Ettore heard coughing at the back of the group – Roberto was somewhere behind him. He could not see Edrico, but he could see the youthful Gabino ahead of him. After no more than ten minutes, they came into another clearing. There, the trees thinned out and the ground became rocky and slippery. They approached what appeared to be a narrow opening – a hole in the ground’s limestone surface. Ettore knew such sinkholes existed in the Karst regions and the hinterlands of Trieste. They were like cavernous pits that had been eroded within the limestone with depths that could plunge up to hundreds of metres. He had seen them in his childhood. The hole was only about two metres wide on the surface. It was surrounded by thin grasses, moss-covered rocks and overhanging branches and looked peaceful and innocent enough. They were told to halt.

The Italians, for the first time since their blindfolds had been removed, exchanged looks between each other. What was this madness that awaited them? Were they to be shot and their bodies disposed of down this natural chasm in the ground? Down there their bodies would lie broken and mangled – perhaps never to be found or exhumed.

The guards – eight of them – trained their rifles on them, expecting them to run. They wouldn’t get far if they tried…


Extract from novel, Wanderers No More 

Martino’s father called from the doorway. ‘Mr Adams?’

‘Yes. Can I assist you, sir?’ The man turned and straightened to an average height. As his eyes settled on his visitor, he was surprised to see a rugged, dark-haired man, dressed casually for labouring.
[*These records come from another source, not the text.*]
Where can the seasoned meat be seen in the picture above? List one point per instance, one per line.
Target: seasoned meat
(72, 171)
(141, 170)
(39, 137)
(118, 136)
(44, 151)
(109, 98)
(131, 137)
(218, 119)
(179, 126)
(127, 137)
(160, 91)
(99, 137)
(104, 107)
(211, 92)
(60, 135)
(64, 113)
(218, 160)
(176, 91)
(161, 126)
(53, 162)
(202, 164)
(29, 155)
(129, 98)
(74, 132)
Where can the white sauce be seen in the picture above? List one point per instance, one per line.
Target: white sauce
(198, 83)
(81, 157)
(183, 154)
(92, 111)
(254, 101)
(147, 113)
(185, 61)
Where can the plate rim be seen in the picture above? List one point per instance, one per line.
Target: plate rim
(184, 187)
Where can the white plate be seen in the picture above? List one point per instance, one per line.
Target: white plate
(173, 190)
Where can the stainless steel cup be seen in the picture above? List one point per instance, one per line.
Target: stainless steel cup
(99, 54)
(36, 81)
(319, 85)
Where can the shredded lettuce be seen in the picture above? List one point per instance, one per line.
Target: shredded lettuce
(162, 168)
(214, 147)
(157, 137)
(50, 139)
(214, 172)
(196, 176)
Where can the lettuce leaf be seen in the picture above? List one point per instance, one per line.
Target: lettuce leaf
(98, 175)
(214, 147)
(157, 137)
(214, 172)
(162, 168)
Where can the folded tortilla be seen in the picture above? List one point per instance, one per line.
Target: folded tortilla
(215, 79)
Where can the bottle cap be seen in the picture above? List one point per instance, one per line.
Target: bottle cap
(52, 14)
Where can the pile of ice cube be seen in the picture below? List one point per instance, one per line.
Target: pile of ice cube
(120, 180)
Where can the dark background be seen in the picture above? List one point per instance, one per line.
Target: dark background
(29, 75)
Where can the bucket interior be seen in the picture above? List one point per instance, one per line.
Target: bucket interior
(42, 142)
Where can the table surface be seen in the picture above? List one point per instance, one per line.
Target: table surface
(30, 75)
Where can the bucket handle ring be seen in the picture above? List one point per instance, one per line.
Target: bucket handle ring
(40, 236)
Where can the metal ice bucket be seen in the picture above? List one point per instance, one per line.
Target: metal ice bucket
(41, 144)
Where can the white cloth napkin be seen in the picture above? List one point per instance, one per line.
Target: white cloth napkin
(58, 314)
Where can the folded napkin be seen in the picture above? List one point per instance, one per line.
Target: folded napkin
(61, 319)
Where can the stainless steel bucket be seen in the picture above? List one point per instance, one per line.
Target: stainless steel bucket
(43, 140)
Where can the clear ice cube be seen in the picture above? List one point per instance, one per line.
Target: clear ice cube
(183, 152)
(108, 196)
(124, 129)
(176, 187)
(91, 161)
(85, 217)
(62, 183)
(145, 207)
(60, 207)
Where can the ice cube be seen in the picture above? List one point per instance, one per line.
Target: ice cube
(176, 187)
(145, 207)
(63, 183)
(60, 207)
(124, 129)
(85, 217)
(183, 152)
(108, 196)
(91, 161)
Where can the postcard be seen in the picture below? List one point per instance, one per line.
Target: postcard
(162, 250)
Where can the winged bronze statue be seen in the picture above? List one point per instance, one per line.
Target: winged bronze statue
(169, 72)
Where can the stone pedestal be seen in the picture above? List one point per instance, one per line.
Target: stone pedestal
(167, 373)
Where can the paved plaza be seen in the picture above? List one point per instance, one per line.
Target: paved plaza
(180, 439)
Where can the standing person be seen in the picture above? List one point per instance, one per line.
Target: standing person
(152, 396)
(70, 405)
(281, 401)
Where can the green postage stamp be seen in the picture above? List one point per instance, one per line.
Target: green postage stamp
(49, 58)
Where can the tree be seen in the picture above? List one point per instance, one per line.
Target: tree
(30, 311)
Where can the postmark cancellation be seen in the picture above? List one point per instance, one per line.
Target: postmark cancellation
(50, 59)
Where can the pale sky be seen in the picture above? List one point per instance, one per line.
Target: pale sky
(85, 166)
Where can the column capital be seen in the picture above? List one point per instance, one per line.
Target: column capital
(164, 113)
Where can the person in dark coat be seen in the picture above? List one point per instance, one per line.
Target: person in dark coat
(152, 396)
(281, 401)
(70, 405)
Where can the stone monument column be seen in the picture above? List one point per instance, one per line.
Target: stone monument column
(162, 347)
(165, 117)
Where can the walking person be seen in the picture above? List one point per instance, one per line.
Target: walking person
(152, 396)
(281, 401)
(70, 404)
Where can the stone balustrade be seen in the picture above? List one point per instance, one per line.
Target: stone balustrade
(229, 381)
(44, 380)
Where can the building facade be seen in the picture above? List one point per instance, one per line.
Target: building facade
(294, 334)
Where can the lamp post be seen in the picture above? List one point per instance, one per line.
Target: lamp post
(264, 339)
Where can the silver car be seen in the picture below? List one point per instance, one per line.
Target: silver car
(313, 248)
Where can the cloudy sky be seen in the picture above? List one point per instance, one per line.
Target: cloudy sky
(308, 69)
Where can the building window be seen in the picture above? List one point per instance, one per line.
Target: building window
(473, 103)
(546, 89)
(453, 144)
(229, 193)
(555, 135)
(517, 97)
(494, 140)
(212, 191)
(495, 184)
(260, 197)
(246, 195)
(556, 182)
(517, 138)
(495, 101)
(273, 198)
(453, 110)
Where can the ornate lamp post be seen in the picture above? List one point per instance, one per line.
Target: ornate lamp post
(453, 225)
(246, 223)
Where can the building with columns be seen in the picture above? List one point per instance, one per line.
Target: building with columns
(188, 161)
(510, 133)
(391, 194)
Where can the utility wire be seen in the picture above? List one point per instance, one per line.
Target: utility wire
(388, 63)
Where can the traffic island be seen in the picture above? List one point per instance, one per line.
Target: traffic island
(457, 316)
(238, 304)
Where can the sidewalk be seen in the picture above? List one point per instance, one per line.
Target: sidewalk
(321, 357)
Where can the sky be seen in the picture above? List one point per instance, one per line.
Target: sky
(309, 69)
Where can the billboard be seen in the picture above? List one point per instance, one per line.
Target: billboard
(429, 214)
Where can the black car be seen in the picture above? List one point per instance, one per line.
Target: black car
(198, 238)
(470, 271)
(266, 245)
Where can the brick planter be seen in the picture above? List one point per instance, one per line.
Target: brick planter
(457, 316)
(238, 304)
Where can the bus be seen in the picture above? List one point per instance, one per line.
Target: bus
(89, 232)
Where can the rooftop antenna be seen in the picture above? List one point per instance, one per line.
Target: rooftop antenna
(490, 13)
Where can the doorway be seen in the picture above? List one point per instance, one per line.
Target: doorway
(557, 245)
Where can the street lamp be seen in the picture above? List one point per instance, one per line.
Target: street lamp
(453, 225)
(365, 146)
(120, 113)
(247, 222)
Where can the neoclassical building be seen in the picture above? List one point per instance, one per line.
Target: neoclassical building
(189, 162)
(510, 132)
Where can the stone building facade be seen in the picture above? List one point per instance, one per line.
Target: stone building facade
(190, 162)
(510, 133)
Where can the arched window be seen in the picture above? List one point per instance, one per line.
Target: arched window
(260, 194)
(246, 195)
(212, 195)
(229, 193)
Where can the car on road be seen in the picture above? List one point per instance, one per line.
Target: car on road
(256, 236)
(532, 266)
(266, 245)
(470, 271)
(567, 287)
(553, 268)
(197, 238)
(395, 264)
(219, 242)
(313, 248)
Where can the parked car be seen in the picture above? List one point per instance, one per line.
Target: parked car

His olive skin looked darkened by the sun and his hands were rough and blistered; combined with his Italian features – the strong nose, the dark eyes, the course hair—these were tell-tale signs of a new migrant. Within seconds of his appraisal, he braced himself for a barrier in language and perhaps even in intelligence.

‘Can I help you?’ the pert-nosed teacher rephrased the question, making it louder and slower.

Standing outside, Martino saw through the window that his father did not respond but marched over to the board, snatched the chalk from the man’s hand and wrote two Italian words on the board – ‘Insegnante idiota’.

‘Say them,’ the outraged father said in Italian and knocked his knuckles upon the words. He pointed at the teacher and again knocked on the words. ‘Go.’

The teacher shook his head, a little confused at first, then realisation dawned. He recalled his treatment of the migrant boy, Taddeo, and his right cheek started to twitch nervously. The father had to be at least a head taller and his solid, muscular arms were twice as thick as his own. He looked at the words and hesitated. How to pronounce them? He wasn’t quite sure…

Martino observed his father glaring at Mr Adams, a teacher that Taddeo had described to him only the night before as being very strict and cruel with a fondness for whipping students with a stinging cane, and he started to grow concerned. He had an urge to shout ‘Watch out!’ to his unsuspecting father. But Martino was failing to comprehend how capable and hardened his father had become after living through a long and terrible war, one in which he had been forced to work for the Germans and was later shot and thrown in prison for it. His father had seen death, executions, bombings, disease and extreme poverty and, in recent weeks, had known backbreaking labour in extreme heat. As such, Mr Adams in his neatly ironed shirt with his soft and flabby arms did not intimidate him in the least.

‘Can’t say it?’ his father inquired, now speaking Italian louder and slower. And to Martino’s astonishment, his father calmly reached out and grabbed the stammering man by the back of the neck and very deliberately whacked the teacher’s forehead against the blackboard.